The decision to go it alone is one of the make or break moments in the lives of most entrepreneurs. At first it’s really scary and exciting, which is a buzz. As time progresses, however, things can get tough – you could face financial pressures or spend long hours getting established. If you’ve been running your own business for a long time, you can also hit blockages that, if they persist, can really sap the fun from what you are doing.

    So what are some of the pros and cons of running your own business?

    The Cons

    • Just surviving for the first year or two
    • Creating everything from scratch (from business processes to which technology to use)
    • Building a team
    • Finding enough new clients (that elusive marketing thing)
    • Time pressure

    The Pros

    • No boss telling you what to do
    • Getting to choose who you work with (team members and clients)
    • No values conflicts (having to do something you don’t agree with)
    • Earning an income that might exceed what you could earn working for someone else
    • Earning less money than you would working elsewhere, but still being very happy (and what’s that worth?)
    • Creating a work life balance that ordinary employees will never experience
    • Building a valuable asset that can be sold in the future to provide financial security for you and your family

    Overcome the cons

    The good news is that there’s a solution for every single issue that you face in your business. There are others who have walked the path before you, who will share their hard-earned (and often painfully earned) experiences with you, if you’re up for it.

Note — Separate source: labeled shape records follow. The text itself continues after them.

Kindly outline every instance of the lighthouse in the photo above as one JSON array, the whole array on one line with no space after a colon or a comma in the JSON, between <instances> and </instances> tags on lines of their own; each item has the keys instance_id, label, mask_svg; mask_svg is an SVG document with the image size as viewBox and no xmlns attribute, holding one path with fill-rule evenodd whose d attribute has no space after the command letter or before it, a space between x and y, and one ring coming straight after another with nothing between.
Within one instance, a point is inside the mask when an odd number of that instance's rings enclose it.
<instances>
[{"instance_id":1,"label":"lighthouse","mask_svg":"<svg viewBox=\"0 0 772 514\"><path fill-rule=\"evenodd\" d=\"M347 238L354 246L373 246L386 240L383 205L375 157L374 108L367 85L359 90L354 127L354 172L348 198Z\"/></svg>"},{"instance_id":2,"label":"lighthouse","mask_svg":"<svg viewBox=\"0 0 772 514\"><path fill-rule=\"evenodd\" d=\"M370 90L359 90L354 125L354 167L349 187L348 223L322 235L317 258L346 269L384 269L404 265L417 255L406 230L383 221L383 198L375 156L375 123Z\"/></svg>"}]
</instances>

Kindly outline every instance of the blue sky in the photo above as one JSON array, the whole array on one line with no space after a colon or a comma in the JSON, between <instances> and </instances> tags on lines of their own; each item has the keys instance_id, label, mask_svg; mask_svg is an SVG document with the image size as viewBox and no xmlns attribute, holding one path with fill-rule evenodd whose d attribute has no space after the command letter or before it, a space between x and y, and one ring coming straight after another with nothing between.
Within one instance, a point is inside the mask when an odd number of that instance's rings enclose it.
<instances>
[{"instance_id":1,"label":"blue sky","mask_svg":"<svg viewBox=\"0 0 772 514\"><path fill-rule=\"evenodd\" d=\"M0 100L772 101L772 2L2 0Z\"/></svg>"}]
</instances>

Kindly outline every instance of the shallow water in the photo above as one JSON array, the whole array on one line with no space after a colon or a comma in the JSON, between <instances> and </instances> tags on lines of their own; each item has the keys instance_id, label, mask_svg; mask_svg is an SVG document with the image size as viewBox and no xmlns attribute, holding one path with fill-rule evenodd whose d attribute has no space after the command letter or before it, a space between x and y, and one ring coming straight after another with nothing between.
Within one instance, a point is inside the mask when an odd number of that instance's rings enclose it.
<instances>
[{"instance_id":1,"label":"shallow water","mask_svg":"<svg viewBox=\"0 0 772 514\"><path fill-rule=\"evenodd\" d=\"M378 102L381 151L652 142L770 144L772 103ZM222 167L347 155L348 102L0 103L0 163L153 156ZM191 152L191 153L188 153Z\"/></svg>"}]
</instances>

    The biggest challenge is being open to new ideas and being prepared to grow at a personal level. Make no mistake, you have to grow as an individual when you go into business for yourself. The buck always stops with you. In every business I consult with, the major blockage to growth is always the owner. This is true in my business too!

    It can be very confronting when you realise that:

    • It’s not your team’s fault (because you hired them)
    • It’s not the computer system’s fault (because you bought it and might not be using it to its full capacity)
    • It’s not your client's fault (because you took them on and can always drop them at any time)
    • It’s really none of the above – because it’s you. Ouch!

    So what can you do to ensure you’re a business owner who doesn’t just learn things the hard and painful way?

    Here are a few tips:

    Read widely

    There are some great business biographies out there with plenty to teach those of us still on the way up. Don’t just stick to the financial sector either – there are excellent lessons to be learned from entrepreneurs in a wide range of industries and professions.

    Get a coach or mentor

    An external perspective really adds value and challenges your own ways of thinking. This is a good thing.

    Back yourself

    If you really feel something strongly, then run with your decision and don’t second-guess yourself.

    Invest in yourself

    Spending time and money on improving your skills and knowledge is not a cost, it’s an investment. An investment pays you back with interest.

    Identify the businesses you love and get in touch with them

    Ring them up and arrange a visit. Find out what they did that worked, and what didn’t. You’ll be amazed at how generous successful business people are with their time.

    Think like a business person

    Think and manage your business like a business person. Trust me, if this isn’t your natural style (and it wasn’t mine), there will be some serious personal growth to go through. It’s worth it to master the core skills of running your own business, which are:

    • financial management
    • team building and people management
    • marketing
    • strategic thinking and planning
    • great execution skills

    Copy as much as you can

    Apply your own creativity of course, but most of what you want to do has already been done. Don’t fool yourself into thinking you need to reinvent the wheel.

    Do a business-related course

    If you’re really serious, maybe even consider doing an MBA. A standard education will get you standard results. Get a business education and watch yourself really start to grow, mature and fly.

    Going it alone and starting your own business is a brave and exciting choice. If you’re prepared to keep learning as you go, a rich and fulfilling journey awaits you.